Merck & Cie (M.K.R.) job fourth better than expected quarterly results, but forecast weaker earnings in the near term, pushing stocks lower on Thursday. The company reported adjusted earnings of $1.62 per share, down 10% from the same period last year, but up from consensus estimates of $1.54 per share. Merck said revenue rose 2% to $13.83 billion from a forecast of $13.67 billion.
Separately, Eli Lilly (THERE IS) on Thursday reported stronger-than-expected fourth-quarter results and raised its full-year profit forecast. Eli Lilly said adjusted earnings for the quarter were $2.09 per share, versus a consensus forecast of $1.78. Revenue fell 8.75% from a year ago to $7.3 billion, a slight miss of expectations of $7.33 billion.
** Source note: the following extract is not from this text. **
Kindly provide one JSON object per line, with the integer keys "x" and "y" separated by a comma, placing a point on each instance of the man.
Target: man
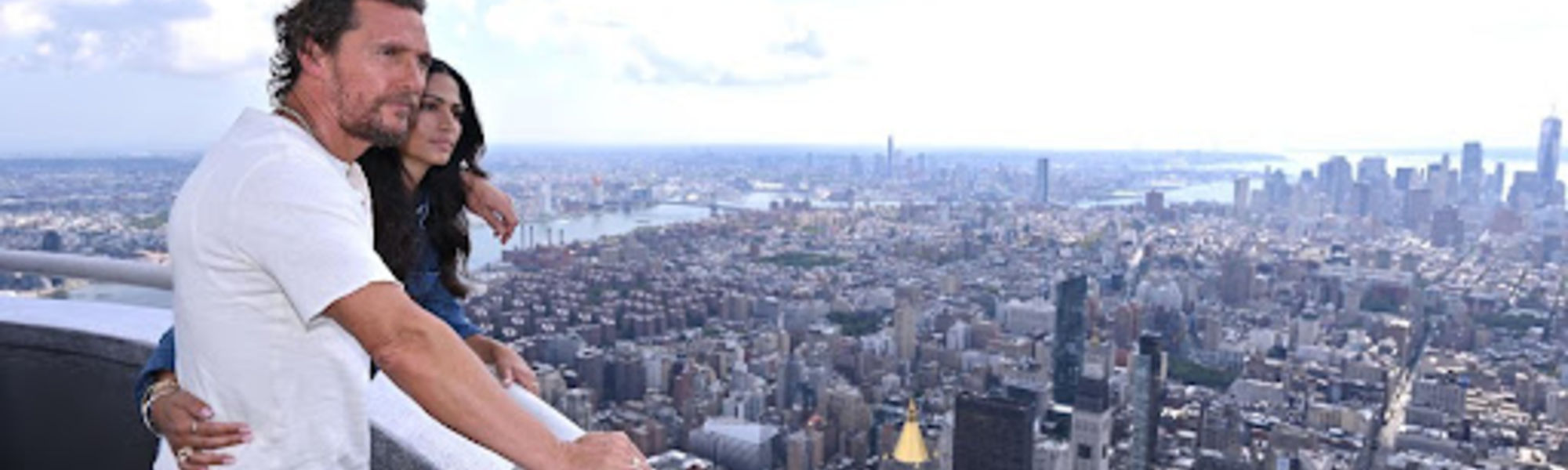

Overall, the fourth-quarter earnings season appears to be improving, noted Andrew Tyler, of the US Market Intelligence team at JP Morgan. But he said the question remains: “Will investors continue the soft landing narrative and current rally?”
The technology results come as layoffs have become evident in recent months in this sector, as companies large and small have reduced their workforces to account for slowing growth after record profits during the pandemic. The total number of tech jobs cut was 41,829 in the past month, the highest of any industry, according to report by Challenger, Gray & Christmas Inc.
Elsewhere in the markets, Carvana (CVNA) shares soared as much as 33% on Thursday morning, carrying the online used-car seller gains since the beginning of the year over 280%.
Meanwhile, overseas, the Bank of England has followed the Fed in the United States by raising interest rate from 0.5% to 4%, the highest level in 14 years. The 3.5% increase was eagerly awaited by economists. It is the bank’s 10th straight rate hike as it continues to try to rein in record inflation.
The European Central Bank — the central bank of the 20 countries that share the euro — raised interest rates by another half percentage point to 2.5%, in line with market expectations. The next rate hike would be of the same magnitude, the ECB said.